Official Edgar Rice Burroughs Tribute and Weekly Webzine Since 1996 ~ Over 10,000 Webpages in Archive Volume 3635 |
The Niocene Era
By Sean Phillips
Edgar Rice Burroughs invented the fictional Niocene Age for his novel the Eternal Lover, subsequently retitled The Eternal Savage. Its hero was Nu, a Cro-Magnon warrior whose beloved was Nat-ul. Nu seeks the head of the great saber tooth tiger Oo, much as the primitives of Pellucidar seek the head of a tarag to win the mate of their choice. He successfully slays the beasts after a battle royal, but ends end getting thrust back into present-day Africa where he meets with Victoria Custer, who is Nat-ul's modern incarnation. Later, Custer experiences life in the Niocence as Nat-ul, and Nu rescues her many more times. This the one notable "prehistoric" novel set not in a Lost World locale, but in the ancient past.While it supposedly takes place in Africa, it is not the Africa of actual history. If anything, it takes place in a mythical prehistory similar to One Million B. C. or Joe Kubert's Tor, where the Age of Reptiles has over lapped into the dawning ages of Man, and beasts of different prehistoric ages intermingle. Niocence Africa very much resembles Pellucidar, and many of the same species predominate. Ice-Age fauna seems the most common, with a few Mesozoic holdovers, mainly marine and flying saurians. ERB mentions, "from the distant sea and swamp came the hissing of saurian and amphibian."

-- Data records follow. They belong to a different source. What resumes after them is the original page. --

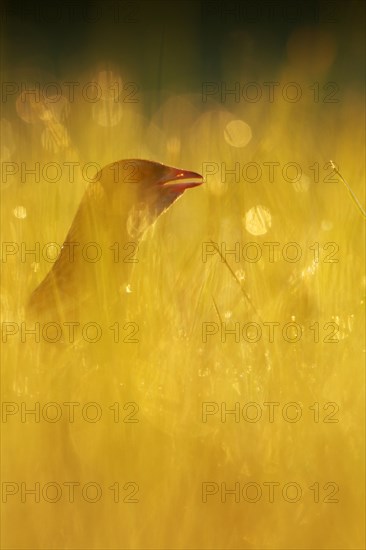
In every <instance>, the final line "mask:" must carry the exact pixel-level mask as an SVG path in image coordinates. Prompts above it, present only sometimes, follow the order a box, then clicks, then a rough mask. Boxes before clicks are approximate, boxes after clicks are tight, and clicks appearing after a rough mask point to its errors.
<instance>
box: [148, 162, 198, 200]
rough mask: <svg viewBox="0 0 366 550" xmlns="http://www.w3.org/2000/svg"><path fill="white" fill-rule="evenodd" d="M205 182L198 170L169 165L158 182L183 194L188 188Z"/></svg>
mask: <svg viewBox="0 0 366 550" xmlns="http://www.w3.org/2000/svg"><path fill="white" fill-rule="evenodd" d="M202 183H203V177H202V176H201V175H200V174H197V173H196V172H190V171H188V170H179V169H177V168H171V167H167V171H166V173H165V174H164V175H163V177H162V178H160V179H159V181H158V184H159V185H162V186H163V189H166V190H169V191H170V192H173V193H177V194H178V195H181V194H182V193H183V191H185V190H186V189H190V188H191V187H197V186H198V185H201V184H202Z"/></svg>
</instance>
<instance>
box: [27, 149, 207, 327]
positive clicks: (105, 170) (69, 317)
mask: <svg viewBox="0 0 366 550" xmlns="http://www.w3.org/2000/svg"><path fill="white" fill-rule="evenodd" d="M201 183H202V177H201V176H200V175H199V174H197V173H195V172H189V171H186V170H179V169H176V168H172V167H169V166H165V165H163V164H160V163H157V162H152V161H146V160H138V159H130V160H121V161H119V162H115V163H112V164H109V165H108V166H106V167H104V168H103V169H102V170H101V171H100V172H99V173H98V174H97V176H96V178H95V181H93V182H92V183H90V184H89V186H88V188H87V189H86V191H85V194H84V196H83V198H82V201H81V203H80V205H79V208H78V210H77V212H76V215H75V218H74V220H73V223H72V225H71V227H70V230H69V232H68V234H67V236H66V239H65V242H64V244H63V246H62V248H61V253H60V255H59V257H58V259H57V260H56V262H55V263H54V265H53V268H52V269H51V271H50V272H49V273H48V274H47V276H46V277H45V279H44V280H43V281H42V282H41V284H40V285H39V286H38V287H37V288H36V289H35V290H34V292H33V293H32V295H31V298H30V300H29V303H28V312H29V313H30V314H31V315H32V316H33V317H42V318H43V319H47V320H49V321H56V320H58V319H60V317H62V318H65V316H66V317H68V318H70V316H71V318H77V319H79V318H80V316H81V315H82V312H83V311H84V312H85V311H87V312H88V314H89V316H90V314H98V315H99V316H100V315H101V314H102V310H105V309H106V308H108V307H109V305H108V302H109V300H108V299H107V296H106V288H108V294H109V295H110V291H112V295H113V296H115V299H116V300H117V299H118V289H119V287H120V286H121V284H122V283H123V282H126V278H127V277H128V272H129V270H130V268H131V263H133V261H134V258H133V257H132V258H131V256H133V249H134V248H135V249H137V243H138V240H139V239H140V238H141V237H142V235H143V233H144V231H145V229H147V228H148V227H149V226H150V225H151V224H152V223H154V222H155V220H156V219H157V218H158V217H159V215H160V214H161V213H162V212H164V211H165V210H166V209H167V208H168V207H169V206H170V205H171V204H173V203H174V202H175V200H176V199H177V198H178V197H179V196H181V195H182V193H183V192H184V190H185V189H187V188H190V187H195V186H197V185H200V184H201ZM121 250H124V251H125V254H124V255H123V257H122V258H121V257H119V256H121V254H118V253H117V252H120V251H121ZM101 281H107V286H106V285H105V284H104V285H103V284H100V283H101Z"/></svg>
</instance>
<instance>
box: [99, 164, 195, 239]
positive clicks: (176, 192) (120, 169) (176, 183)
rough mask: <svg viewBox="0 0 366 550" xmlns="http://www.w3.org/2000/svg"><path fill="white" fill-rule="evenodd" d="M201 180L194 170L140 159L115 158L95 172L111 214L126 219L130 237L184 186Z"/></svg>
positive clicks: (179, 190) (144, 229) (128, 233)
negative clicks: (112, 160) (122, 214)
mask: <svg viewBox="0 0 366 550" xmlns="http://www.w3.org/2000/svg"><path fill="white" fill-rule="evenodd" d="M202 181H203V178H202V176H201V175H200V174H197V173H196V172H191V171H188V170H182V169H178V168H173V167H171V166H165V165H164V164H160V163H158V162H153V161H148V160H140V159H129V160H121V161H119V162H114V163H112V164H109V165H108V166H106V167H104V168H103V169H102V170H101V172H100V173H99V174H98V183H99V185H100V188H99V189H102V192H103V194H104V195H105V199H106V204H108V209H109V214H110V218H111V219H112V218H114V219H116V218H119V219H120V220H121V222H122V223H124V222H125V223H126V231H127V233H128V234H129V236H130V237H139V236H140V235H141V234H142V233H143V232H144V230H145V229H147V227H148V226H149V225H151V224H152V223H154V221H155V220H156V219H157V218H158V216H159V215H160V214H161V213H162V212H164V211H165V210H166V209H167V208H169V206H171V205H172V204H173V203H174V202H175V201H176V200H177V199H178V198H179V197H180V196H181V195H182V194H183V193H184V191H185V190H186V189H189V188H191V187H196V186H198V185H201V183H202ZM126 209H127V211H126ZM121 212H124V213H125V215H124V216H123V217H122V218H121Z"/></svg>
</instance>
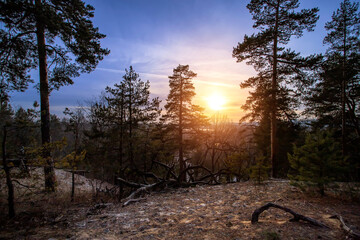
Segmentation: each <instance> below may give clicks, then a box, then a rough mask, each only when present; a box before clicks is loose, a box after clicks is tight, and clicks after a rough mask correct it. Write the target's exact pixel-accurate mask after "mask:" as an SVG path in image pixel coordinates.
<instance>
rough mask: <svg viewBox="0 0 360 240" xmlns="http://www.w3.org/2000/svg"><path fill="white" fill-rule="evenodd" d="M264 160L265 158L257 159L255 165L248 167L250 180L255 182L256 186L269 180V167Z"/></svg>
mask: <svg viewBox="0 0 360 240" xmlns="http://www.w3.org/2000/svg"><path fill="white" fill-rule="evenodd" d="M266 160H267V158H266V157H263V156H262V157H258V158H257V159H256V164H255V165H254V166H252V167H250V178H251V179H253V180H255V182H256V183H257V184H261V183H263V182H264V181H265V180H267V179H268V178H269V171H270V169H271V166H270V165H269V164H268V163H266V162H267V161H266Z"/></svg>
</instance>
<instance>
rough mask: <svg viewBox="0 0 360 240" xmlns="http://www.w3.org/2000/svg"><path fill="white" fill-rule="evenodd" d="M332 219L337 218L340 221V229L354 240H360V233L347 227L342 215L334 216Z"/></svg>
mask: <svg viewBox="0 0 360 240" xmlns="http://www.w3.org/2000/svg"><path fill="white" fill-rule="evenodd" d="M330 218H335V219H338V220H339V221H340V227H341V228H342V229H343V230H344V231H345V232H346V233H347V234H348V235H349V236H350V237H351V238H353V239H360V232H358V231H356V230H354V229H352V228H351V227H349V226H348V225H346V223H345V221H344V219H343V218H342V217H341V216H340V215H334V216H331V217H330Z"/></svg>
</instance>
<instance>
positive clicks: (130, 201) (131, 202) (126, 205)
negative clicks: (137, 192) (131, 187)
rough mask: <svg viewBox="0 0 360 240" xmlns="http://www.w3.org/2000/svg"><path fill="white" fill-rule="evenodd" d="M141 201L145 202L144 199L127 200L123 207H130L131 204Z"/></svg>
mask: <svg viewBox="0 0 360 240" xmlns="http://www.w3.org/2000/svg"><path fill="white" fill-rule="evenodd" d="M142 200H146V198H135V199H129V200H127V201H126V202H124V203H123V205H122V206H123V207H126V206H127V205H130V204H132V203H135V202H140V201H142Z"/></svg>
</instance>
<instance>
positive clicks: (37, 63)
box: [0, 0, 109, 191]
mask: <svg viewBox="0 0 360 240" xmlns="http://www.w3.org/2000/svg"><path fill="white" fill-rule="evenodd" d="M0 9H1V10H0V21H1V22H3V23H4V28H2V29H0V37H1V43H0V45H1V51H0V59H1V64H0V67H1V69H0V70H1V72H4V73H5V74H4V75H2V77H3V78H2V79H1V91H2V92H4V89H10V88H14V89H20V90H24V89H25V88H26V86H27V84H28V83H29V82H31V79H30V75H29V70H30V69H33V68H36V67H39V75H40V104H41V134H42V144H44V145H46V144H48V143H49V142H50V109H49V93H50V91H51V90H52V89H59V88H60V87H61V86H63V85H67V84H72V83H73V80H72V79H73V78H74V77H77V76H79V74H80V72H91V71H92V70H94V69H95V67H96V65H97V64H98V62H99V61H100V60H102V59H103V56H104V55H107V54H108V53H109V51H108V50H107V49H103V48H101V46H100V39H102V38H104V37H105V35H103V34H101V33H99V32H98V29H97V28H96V27H94V26H93V24H92V22H91V21H90V19H91V18H92V17H93V16H94V13H93V11H94V8H93V7H92V6H90V5H86V4H85V3H84V2H83V1H81V0H74V1H66V0H60V1H59V0H56V1H55V0H35V1H19V0H7V1H1V2H0ZM55 40H61V41H62V43H63V44H62V45H59V44H57V43H56V41H55ZM71 54H72V56H75V61H72V59H71V57H70V56H71ZM48 63H50V64H48ZM43 157H44V158H46V159H47V164H46V165H45V167H44V172H45V188H46V189H48V190H50V191H55V181H56V179H55V174H54V169H53V161H52V159H51V156H50V153H49V152H44V156H43Z"/></svg>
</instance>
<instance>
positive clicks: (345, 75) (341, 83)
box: [341, 4, 347, 156]
mask: <svg viewBox="0 0 360 240" xmlns="http://www.w3.org/2000/svg"><path fill="white" fill-rule="evenodd" d="M344 6H346V4H344ZM346 47H347V46H346V15H345V14H344V39H343V55H344V58H343V63H342V79H341V148H342V154H343V156H345V155H346V109H345V101H346V95H345V94H346V60H347V59H346V55H347V53H346Z"/></svg>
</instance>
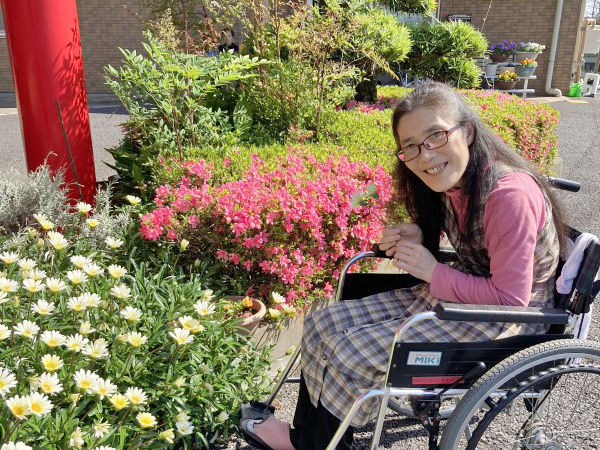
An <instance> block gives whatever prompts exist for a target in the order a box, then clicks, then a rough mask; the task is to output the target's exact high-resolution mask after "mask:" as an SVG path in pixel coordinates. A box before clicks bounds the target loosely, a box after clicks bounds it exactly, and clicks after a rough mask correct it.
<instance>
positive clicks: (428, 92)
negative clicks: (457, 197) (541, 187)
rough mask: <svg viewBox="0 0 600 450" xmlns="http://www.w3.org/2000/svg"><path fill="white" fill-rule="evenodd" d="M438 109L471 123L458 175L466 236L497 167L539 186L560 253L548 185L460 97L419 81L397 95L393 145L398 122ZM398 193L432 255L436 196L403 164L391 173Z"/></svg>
mask: <svg viewBox="0 0 600 450" xmlns="http://www.w3.org/2000/svg"><path fill="white" fill-rule="evenodd" d="M422 106H424V107H428V108H432V109H435V110H436V111H441V112H442V113H443V114H446V115H447V116H449V117H452V118H453V119H455V120H456V121H457V123H460V124H462V125H466V124H471V126H472V127H473V129H474V134H475V135H474V139H473V142H472V143H471V145H469V154H470V155H469V163H468V165H467V168H466V170H465V173H464V175H463V184H462V189H463V190H464V192H465V193H466V194H467V196H468V198H469V203H468V206H467V218H466V221H465V223H466V224H467V229H466V230H465V234H466V238H467V239H469V240H471V239H472V237H473V232H474V229H473V228H472V225H473V224H474V223H475V222H476V221H475V220H474V219H475V214H476V213H477V206H478V205H479V204H480V202H481V199H482V196H483V195H484V193H485V192H489V190H490V189H492V188H493V186H494V184H495V183H496V181H497V180H498V177H499V172H500V166H505V167H508V168H509V169H514V170H516V171H522V172H527V173H529V174H531V175H532V176H533V177H535V179H536V180H537V181H538V182H539V183H540V185H541V186H543V188H544V190H545V192H546V195H547V196H548V199H549V200H550V203H551V205H552V215H553V220H554V225H555V227H556V231H557V234H558V236H559V242H560V246H561V250H562V249H563V243H564V242H563V239H564V236H566V228H567V227H566V224H565V221H564V212H563V209H562V207H561V205H560V204H559V203H558V200H557V198H556V196H555V195H554V193H553V192H552V190H551V189H550V187H549V185H548V182H547V181H546V179H545V178H544V177H542V176H541V175H540V174H539V173H538V172H537V170H535V169H534V168H533V167H532V166H531V165H530V164H529V163H528V162H527V161H526V160H525V159H523V158H522V157H521V156H520V155H518V154H517V153H516V152H515V151H514V150H513V149H511V148H510V147H509V146H508V145H507V144H506V143H505V142H504V141H503V140H502V139H501V138H500V137H498V136H497V135H496V134H494V133H493V132H492V131H490V130H489V129H488V128H487V127H486V126H485V125H484V124H483V122H482V121H481V119H480V118H479V116H478V115H477V114H476V113H475V112H474V111H473V110H472V109H471V108H470V107H469V106H468V105H467V104H466V103H465V102H464V100H463V99H462V96H461V94H459V93H458V92H456V91H455V90H453V89H452V88H451V87H449V86H447V85H445V84H442V83H437V82H425V83H422V84H420V85H419V86H417V87H416V88H415V89H414V90H413V91H412V92H410V93H409V94H408V95H406V96H405V97H403V98H402V99H401V100H400V103H398V105H397V106H396V109H395V110H394V114H393V116H392V129H393V132H394V138H395V139H396V145H397V146H398V148H400V137H399V136H398V122H399V121H400V119H401V118H402V116H404V114H406V113H409V112H411V111H413V110H415V109H416V108H419V107H422ZM395 173H396V179H397V181H398V194H399V197H400V201H401V203H404V205H405V206H406V209H407V212H408V214H409V216H410V218H411V219H412V220H413V221H414V222H415V223H416V224H418V225H419V226H420V227H421V229H422V230H423V244H424V246H425V247H427V249H429V251H431V252H432V253H433V254H434V255H436V254H437V253H438V251H439V244H440V235H441V232H442V225H443V223H444V219H445V207H444V205H443V201H442V194H441V193H439V192H435V191H433V190H431V189H430V188H429V187H428V186H427V185H426V184H425V183H424V182H423V181H421V179H420V178H419V177H418V176H417V175H415V174H414V173H413V172H412V171H411V170H410V169H408V168H407V167H406V164H404V163H403V162H400V161H398V162H397V165H396V169H395Z"/></svg>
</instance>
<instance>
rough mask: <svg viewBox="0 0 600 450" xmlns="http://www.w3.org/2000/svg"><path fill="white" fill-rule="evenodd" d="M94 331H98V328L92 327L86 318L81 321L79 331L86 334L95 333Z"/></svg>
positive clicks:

Surviving dinosaurs may lurk in the swamp, and labyrinthodont amphibians, like Pellucidar's sithic, may lurk there as well. The human inhabitants seem to be all white Cro-Magons, though with an enhanced ability for swinging through the trees. There exists on an island a race of hairy beings called "tree-people", with pig-eyes and wolf-fangs, which may be a relic population of Homo Erectus.
Oo
The great saber tooth tiger, whom Nu slays and beheads for Nat-ul. He represents essentially the same species as the giant tarags of Pellucidar. The body as as huge as a full-grown bull, gorgeously striped in brilliant gold and glossy black. The ivory slashers are fully eighteen-inches long. Burroughs greatly inflated the beast's proportions for dramatic effect.
Ur
The great cave-bear of the stone age, Ursus Spaleus, the mortal enemy of Oo.
Gluh
The woolly mammoth of the ice age, not native to Africa in our own history.
Ta
The great woolly rhinoceros, Coleodonta, a native of Pleistocene Eurasia, but not Africa, in our own history.
Zor
The mighty cave-lion of the Pleistocene. Burroughs describes both sexes as being maned. According to actual cave-paintings, this species was in fact maneless.
Aurochs
Giant bovines, common to Europe up into historical times. Did in fact roam Africa in prehistoric times.
Cave Hyena
Giant relative of the modern hyena
Pterodactyl
A giant flying reptile, possibly actually a pterandon, possibly synonymous with the thipdars of Pellucidar. One bore Nat-ul to its nest on the island of the tree-people. Burroughs remarks that "even in Nat-ul's day they were practically extinct."
Marine Saurians
Marine reptiles still proliferate in the Niocence oceans, such as the plesiosaur that attack's Nu's boat, as he crosses the water to save his beloved. The artist above portrayed a rather fanciful representation of the beast.
Races
The people of the Niocence, called "troglodytes" by Burroughs, are white-skinned Cro-Magnon people. There are two main cultures where Nu lives, the cave dwellers, Nu's people, and the boat-builder's Tur's people, who live on the edge f the paleolithic sea. Nu's people dress in the hides of carnivores slain in battle, while the boat-builders wear the hides of aurochs and other herbivores.
Tree People
The Tree people are a relic population of some former stage of human development, who have manage to persist one of the islands. They are hideous race of creatures with fur and fangs.